La venue du blanc qui a « changé cet ordre de choses, a par conséquent été très mal vue par toute la population mâle, et s’il est des exceptions comme celle de ce vieux chef noir du Lomami qui, instruit en Belgique, est déjà du temps de Léopold II devenu administrateur territorial, qui a obtenu une concession de 700 hectares sur laquelle il cultive actuellement café, cacao et palmistes, et qui envoie ses fils à l’école de Liège, — cette exception confirme la règle, et en général le noir n’a qu’un désir, c’est de voir repartir le blanc au plus vite, après quoi il redeviendra aussi heureux qu’avant son arrivée. On comprendra aisément qu’avec une mentalité pareille, les travailleurs de couleur qu’on recrute et que l’on embauche quasi contre leur gré, ne fournissent pas une main-d’œuvre de première classe, et par leur apathie et leur paresse, ils espèrent dégoûter le blanc et l’inciter à s’en aller.

Il y a enfin la question des chefferies qui continuent à jouer un rôle très important dans la Colonie, car si en principe on a supprimé les, chefs de clans ou de tribus en ne leur laissant qu’un rôle représentatif et la médaille (à langue bilingue) qu’ils sont très fiers d’arborer à toutes les occasions officielles, en réalité ils demeurent les directeurs occultes, et les nègres continuent à leur obéir en secret, car ils tiennent très soigneusement caché tout de ce qui se passe chez eux. L’indigène est resté imbu des idées de chefferies, et y demeure attaché, quoiqu’on puisse faire.

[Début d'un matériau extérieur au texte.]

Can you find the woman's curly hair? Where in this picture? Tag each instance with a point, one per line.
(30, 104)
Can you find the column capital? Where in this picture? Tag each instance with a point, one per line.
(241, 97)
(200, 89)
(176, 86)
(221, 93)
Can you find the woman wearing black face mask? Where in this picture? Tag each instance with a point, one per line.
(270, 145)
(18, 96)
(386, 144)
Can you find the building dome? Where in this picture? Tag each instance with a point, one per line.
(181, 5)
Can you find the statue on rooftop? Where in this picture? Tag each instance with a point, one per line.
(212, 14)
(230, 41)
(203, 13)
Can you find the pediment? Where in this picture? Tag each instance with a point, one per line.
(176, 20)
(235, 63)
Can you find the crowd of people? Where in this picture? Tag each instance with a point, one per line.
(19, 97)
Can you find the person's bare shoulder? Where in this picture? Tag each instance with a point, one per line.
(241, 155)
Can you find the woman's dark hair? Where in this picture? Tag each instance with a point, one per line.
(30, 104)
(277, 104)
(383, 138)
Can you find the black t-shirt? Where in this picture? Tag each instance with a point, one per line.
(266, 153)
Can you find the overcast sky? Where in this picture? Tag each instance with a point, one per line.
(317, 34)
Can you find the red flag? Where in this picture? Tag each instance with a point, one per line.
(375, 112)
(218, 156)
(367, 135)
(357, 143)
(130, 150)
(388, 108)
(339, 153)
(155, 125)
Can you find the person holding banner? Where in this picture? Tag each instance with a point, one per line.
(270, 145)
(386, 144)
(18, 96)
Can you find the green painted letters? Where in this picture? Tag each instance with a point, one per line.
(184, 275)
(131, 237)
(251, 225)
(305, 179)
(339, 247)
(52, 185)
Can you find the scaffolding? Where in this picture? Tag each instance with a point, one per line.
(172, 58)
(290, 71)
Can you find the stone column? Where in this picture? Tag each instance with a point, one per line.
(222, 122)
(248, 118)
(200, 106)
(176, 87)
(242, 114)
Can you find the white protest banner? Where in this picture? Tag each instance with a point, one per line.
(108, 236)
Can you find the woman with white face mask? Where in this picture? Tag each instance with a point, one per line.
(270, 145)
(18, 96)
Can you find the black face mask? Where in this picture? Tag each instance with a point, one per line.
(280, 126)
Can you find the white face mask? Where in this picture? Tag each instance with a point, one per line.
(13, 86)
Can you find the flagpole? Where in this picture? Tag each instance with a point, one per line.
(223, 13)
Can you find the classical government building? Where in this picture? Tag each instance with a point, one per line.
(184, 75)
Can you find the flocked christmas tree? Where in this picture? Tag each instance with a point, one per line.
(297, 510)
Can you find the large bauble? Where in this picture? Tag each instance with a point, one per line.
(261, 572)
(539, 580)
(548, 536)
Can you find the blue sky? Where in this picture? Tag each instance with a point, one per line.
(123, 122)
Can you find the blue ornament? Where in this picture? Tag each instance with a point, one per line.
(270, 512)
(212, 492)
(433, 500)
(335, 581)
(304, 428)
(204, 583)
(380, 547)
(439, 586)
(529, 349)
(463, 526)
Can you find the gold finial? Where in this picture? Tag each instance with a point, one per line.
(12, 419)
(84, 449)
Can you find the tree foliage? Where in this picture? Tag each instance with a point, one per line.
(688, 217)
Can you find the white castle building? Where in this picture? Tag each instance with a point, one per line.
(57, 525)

Telles sont en résumé, et dans leurs grands traits, les principales causes de la dépression quasi-unanime de tous les colons qui avec nous regagnent la mère-patrie et après avoir vu l’enthousiasme des néophytes du Kivu, et les très belles réalisations accomplies dans toute la Province Orientale, il est pénible de sentir au retour, qu’il y a ici « quelque chose qui ne va plus ».